Loredana Lipperini
25 Settembre 2025
Il romanzo di formazione è stato a lungo un modo per raccontare il passaggio tra la giovinezza e l'età adulta, e anche tra un mondo antico e uno nuovo. Ma in una società che rinuncia al distacco e alla paura, che fine faranno queste storie?
Muovendosi ogni giorno tra novità che propongono in maggioranza saghe familiari e memorie personali, capita di chiedersi se esiste ancora quella pietra miliare degli ultimi due secoli che è stato il romanzo di formazione, e che fine hanno fatto i commiati, le fughe, i pericoli, la crescita e il ritorno, che hanno caratterizzato il genere ovunque abbia attecchito. A dire il vero, fino a non molto tempo fa ero convinta che l’ultimo grande romanzo di formazione fosse un videogioco, rilasciato esattamente duecento anni dopo Gli anni di apprendistato di Wilhelm Meister di Goethe: nel 1996, infatti, escono per il Game Boy le avventure dei Pokémon.

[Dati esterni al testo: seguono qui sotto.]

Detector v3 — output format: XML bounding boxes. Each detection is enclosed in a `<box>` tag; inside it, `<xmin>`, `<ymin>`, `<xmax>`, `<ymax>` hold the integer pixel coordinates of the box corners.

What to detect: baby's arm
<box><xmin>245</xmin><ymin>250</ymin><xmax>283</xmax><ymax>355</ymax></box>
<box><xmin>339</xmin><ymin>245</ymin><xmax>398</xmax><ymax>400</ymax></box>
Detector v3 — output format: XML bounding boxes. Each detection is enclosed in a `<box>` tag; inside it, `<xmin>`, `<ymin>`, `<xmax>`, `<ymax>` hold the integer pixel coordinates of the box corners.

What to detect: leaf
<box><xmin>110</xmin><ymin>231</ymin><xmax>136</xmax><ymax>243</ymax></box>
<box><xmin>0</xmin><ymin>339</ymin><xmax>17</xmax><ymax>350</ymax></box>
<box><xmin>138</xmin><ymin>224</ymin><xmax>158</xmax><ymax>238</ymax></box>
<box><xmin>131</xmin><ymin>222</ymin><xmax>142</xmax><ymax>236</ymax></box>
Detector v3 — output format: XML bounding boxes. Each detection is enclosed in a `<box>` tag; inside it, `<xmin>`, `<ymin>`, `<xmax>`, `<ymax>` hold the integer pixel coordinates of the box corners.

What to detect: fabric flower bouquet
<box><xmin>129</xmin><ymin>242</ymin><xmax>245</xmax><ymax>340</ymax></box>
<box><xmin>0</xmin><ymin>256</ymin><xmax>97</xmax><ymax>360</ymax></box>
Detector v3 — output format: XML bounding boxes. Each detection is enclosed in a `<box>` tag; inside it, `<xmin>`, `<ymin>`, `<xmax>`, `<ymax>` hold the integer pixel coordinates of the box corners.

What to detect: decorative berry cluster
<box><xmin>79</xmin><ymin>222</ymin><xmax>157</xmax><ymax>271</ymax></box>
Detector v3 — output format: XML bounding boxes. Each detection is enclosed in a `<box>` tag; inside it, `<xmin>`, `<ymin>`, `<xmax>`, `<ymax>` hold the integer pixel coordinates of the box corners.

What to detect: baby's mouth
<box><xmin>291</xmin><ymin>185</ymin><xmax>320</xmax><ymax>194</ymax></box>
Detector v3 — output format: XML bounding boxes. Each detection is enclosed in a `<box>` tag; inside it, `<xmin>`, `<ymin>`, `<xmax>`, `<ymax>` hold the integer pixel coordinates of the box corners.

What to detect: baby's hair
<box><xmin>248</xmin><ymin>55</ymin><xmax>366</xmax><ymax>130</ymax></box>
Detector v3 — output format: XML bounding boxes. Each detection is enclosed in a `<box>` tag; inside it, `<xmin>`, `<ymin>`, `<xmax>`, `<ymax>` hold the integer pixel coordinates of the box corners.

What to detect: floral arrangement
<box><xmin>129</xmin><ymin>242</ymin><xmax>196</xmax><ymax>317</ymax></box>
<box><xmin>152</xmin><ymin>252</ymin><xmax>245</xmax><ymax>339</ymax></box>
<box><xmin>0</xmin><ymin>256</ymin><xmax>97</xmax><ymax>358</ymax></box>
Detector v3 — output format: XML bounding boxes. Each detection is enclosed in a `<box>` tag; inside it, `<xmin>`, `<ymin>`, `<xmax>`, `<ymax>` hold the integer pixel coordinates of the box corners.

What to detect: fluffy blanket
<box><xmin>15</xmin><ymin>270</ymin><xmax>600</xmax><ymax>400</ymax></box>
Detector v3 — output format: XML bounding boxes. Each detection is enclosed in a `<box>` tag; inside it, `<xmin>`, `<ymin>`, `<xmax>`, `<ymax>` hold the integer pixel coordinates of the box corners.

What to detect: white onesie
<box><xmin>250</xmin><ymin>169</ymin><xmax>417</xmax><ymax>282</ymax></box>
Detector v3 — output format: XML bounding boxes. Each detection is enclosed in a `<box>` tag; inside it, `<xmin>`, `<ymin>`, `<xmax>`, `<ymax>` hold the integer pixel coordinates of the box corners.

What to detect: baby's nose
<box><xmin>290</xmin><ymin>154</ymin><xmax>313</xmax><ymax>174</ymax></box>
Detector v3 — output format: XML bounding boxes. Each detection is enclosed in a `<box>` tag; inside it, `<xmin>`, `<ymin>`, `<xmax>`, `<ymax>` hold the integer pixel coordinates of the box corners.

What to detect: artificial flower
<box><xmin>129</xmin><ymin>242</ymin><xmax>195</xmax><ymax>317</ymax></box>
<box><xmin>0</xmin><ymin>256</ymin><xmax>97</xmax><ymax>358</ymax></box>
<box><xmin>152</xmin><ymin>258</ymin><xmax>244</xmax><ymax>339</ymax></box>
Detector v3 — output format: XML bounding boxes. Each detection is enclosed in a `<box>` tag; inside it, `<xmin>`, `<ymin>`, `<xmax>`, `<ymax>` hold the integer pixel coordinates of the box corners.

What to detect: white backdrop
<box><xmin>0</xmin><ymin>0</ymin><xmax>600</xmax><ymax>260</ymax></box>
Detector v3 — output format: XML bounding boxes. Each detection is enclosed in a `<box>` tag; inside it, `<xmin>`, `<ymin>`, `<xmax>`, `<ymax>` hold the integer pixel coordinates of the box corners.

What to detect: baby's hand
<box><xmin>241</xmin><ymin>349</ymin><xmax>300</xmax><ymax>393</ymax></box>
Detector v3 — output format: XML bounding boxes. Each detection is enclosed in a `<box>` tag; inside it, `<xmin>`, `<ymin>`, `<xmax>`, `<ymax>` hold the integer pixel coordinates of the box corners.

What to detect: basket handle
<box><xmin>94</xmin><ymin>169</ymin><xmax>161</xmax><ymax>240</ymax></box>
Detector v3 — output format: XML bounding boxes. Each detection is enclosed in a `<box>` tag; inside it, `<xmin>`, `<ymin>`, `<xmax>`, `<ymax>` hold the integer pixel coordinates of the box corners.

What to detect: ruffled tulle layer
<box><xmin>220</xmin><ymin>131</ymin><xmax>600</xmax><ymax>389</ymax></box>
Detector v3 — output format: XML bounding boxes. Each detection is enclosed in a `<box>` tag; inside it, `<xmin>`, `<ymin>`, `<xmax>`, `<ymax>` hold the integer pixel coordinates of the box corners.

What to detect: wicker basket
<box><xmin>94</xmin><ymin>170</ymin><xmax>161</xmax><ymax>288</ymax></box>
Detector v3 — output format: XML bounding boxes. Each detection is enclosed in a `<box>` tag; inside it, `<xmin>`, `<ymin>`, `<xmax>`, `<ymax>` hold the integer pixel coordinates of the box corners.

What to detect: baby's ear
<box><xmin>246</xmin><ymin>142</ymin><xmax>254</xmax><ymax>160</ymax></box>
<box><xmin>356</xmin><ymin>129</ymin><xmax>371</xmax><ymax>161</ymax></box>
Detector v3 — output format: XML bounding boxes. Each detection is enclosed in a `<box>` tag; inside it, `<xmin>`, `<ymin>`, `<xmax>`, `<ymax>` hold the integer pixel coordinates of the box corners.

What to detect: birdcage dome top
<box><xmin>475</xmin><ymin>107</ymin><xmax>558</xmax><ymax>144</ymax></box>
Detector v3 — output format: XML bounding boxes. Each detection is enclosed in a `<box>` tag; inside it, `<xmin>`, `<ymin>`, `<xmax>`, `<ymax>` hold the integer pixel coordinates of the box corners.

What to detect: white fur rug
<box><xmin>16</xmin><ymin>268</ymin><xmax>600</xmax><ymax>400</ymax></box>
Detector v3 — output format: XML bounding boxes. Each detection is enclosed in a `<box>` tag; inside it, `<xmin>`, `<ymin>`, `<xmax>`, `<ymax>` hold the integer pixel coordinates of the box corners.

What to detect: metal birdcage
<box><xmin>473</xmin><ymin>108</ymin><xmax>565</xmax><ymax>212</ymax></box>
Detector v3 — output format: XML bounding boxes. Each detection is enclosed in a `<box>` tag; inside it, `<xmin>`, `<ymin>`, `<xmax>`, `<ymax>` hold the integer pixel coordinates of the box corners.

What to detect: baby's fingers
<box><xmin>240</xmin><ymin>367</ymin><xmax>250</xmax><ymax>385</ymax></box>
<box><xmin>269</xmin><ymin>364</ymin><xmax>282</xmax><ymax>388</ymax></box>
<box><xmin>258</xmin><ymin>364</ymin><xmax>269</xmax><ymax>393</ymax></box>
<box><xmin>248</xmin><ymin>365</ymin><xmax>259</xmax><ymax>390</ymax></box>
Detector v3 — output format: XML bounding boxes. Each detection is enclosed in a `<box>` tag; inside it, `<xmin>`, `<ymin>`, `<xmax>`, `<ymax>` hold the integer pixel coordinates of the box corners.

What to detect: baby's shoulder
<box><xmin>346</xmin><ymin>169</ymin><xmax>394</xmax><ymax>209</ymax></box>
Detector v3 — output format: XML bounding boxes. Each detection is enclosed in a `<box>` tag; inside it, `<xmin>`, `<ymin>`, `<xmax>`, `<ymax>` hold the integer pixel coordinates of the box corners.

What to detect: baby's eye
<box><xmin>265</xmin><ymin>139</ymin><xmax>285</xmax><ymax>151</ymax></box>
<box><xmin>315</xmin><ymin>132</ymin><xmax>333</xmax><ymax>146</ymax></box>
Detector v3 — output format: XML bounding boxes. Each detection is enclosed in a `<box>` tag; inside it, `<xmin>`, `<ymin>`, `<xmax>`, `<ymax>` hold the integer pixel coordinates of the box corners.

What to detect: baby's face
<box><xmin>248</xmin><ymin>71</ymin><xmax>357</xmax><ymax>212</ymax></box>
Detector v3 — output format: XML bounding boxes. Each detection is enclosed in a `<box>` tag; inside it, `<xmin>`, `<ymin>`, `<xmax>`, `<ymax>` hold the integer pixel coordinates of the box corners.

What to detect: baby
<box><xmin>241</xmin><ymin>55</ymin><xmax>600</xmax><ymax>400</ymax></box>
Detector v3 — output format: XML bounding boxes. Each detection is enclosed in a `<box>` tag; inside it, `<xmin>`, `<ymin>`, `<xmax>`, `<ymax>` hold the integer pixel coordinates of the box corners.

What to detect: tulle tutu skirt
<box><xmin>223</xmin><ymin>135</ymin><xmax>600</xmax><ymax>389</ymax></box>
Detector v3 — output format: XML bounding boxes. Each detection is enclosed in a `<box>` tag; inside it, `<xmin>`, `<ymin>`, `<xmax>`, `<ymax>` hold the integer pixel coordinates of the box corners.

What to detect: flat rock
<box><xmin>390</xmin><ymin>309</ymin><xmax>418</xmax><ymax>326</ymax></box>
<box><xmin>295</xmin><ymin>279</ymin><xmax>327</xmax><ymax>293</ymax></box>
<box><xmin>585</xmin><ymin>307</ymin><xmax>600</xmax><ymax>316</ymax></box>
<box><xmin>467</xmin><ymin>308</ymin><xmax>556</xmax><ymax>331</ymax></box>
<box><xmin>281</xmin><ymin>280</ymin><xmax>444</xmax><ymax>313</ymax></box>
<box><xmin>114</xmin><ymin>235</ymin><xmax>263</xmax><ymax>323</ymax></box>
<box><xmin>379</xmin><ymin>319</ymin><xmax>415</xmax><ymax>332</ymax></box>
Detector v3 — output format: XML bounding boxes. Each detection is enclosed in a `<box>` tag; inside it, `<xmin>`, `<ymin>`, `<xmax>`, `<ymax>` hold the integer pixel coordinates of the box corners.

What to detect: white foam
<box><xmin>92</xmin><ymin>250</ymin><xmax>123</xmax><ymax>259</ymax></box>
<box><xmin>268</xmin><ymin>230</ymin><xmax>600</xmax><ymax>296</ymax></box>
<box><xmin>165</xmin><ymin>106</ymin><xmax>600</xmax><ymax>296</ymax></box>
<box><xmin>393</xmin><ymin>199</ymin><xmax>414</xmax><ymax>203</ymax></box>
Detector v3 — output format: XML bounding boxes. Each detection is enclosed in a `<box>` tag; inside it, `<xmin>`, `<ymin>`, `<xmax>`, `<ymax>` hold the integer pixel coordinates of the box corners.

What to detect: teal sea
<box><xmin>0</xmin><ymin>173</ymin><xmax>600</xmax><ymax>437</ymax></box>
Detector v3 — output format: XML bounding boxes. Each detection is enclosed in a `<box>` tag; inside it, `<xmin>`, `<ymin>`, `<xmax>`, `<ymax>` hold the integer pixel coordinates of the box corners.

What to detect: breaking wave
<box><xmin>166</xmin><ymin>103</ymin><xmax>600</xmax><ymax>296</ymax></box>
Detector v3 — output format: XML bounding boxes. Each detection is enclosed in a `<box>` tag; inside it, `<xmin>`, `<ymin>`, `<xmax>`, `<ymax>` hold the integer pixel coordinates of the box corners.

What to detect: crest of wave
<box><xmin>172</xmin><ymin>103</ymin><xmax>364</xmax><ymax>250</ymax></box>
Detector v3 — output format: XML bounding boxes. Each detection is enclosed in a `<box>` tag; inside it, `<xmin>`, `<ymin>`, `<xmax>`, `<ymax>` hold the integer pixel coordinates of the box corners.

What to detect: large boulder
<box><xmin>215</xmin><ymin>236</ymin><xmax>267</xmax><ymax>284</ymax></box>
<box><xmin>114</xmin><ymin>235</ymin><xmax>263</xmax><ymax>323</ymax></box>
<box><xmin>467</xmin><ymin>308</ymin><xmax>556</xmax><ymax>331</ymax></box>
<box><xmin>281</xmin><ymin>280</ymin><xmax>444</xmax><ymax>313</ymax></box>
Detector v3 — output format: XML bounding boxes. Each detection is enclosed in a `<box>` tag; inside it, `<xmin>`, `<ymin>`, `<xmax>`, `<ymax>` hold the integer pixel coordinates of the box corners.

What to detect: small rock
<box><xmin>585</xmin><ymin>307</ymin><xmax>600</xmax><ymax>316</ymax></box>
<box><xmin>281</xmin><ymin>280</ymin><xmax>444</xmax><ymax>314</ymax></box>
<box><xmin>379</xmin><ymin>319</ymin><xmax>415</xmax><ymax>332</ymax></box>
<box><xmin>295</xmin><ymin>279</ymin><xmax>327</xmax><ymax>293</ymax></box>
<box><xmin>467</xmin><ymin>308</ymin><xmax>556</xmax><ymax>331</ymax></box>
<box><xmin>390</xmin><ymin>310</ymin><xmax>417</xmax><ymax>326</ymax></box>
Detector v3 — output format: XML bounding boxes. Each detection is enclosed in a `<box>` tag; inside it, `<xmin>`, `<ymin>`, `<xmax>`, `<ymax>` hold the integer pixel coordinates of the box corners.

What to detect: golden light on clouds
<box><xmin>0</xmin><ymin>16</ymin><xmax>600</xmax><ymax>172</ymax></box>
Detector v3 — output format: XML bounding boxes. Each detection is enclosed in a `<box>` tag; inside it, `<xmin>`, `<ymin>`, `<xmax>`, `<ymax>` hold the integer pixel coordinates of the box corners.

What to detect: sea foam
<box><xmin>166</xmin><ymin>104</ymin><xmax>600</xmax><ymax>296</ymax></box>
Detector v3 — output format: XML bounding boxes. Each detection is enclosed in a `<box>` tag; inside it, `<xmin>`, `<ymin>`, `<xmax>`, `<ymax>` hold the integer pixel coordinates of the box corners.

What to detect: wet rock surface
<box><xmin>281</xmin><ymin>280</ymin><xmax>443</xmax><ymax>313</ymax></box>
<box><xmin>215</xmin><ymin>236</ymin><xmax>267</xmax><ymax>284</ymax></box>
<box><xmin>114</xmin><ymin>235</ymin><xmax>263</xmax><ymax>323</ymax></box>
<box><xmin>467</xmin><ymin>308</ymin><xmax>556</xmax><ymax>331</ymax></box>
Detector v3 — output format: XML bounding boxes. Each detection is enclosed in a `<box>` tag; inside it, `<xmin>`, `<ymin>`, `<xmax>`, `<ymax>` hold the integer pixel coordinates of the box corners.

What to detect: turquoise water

Prima che qualcuno inorridisca, partiamo dal capostipite. Meister, invece di dedicarsi agli affari di famiglia, parte per un viaggio dove il suo amore per il teatro, invece di affievolirsi, aumenta, e quel viaggio lo fa crescere e lo traghetta verso l’età adulta. Naturalmente non è il solo, e se qualcuno ricorda quello straordinario saggio che arrivò – perdonate l’eresia – tre anni dopo i Pokémon, ovvero Il romanzo di formazione di Franco Moretti, sa che Wilhelm è in compagnia di Julien Sorel, ma anche di Renzo Tramaglino e di tutte le giovani persone che vivono le inquietudini del tempo nuovo, e che nell’Europa ottocentesca sognano e sperano e approdano nel mondo con occhi diversi dalla vecchia middle class. A volte, invece, ma siamo già nel Novecento, fuggono per restare fermi, come l’Hans Castorp della Montagna magica di Thomas Mann. A volte sanno, e siamo ancora più avanti, che la formazione e la crescita comportano la coscienza della morte, come in It di Stephen King, che non a caso finisce così:
Si sveglia da questo sogno incapace di ricordare esattamente che cosa fosse, a parte la nitida sensazione di essersi visto di nuovo bambino. Accarezza la schiena liscia di sua moglie che dorme il suo sonno tiepido e sogna i suoi sogni; pensa che è bello essere bambini, ma è anche bello essere adulti ed essere capaci di riflettere sul mistero dell’infanzia… sulle sue credenze e i suoi desideri. Un giorno ne scriverò, pensa, ma sa che è un proposito della prim’ora, un postumo di sogno. Ma è bello crederlo per un po’ nel silenzio pulito del mattino, pensare che l’infanzia ha i propri dolci segreti e conferma la mortalità e che la mortalità definisce coraggio e amore. Pensare che chi ha guardato in avanti deve anche guardare indietro e che ciascuna vita crea la propria imitazione dell’immortalità: una ruota. O almeno così medita talvolta Bill Denbrough svegliandosi il mattino di buon’ora dopo aver sognato, quando quasi ricorda la sua infanzia e gli amici con cui l’ha vissuta.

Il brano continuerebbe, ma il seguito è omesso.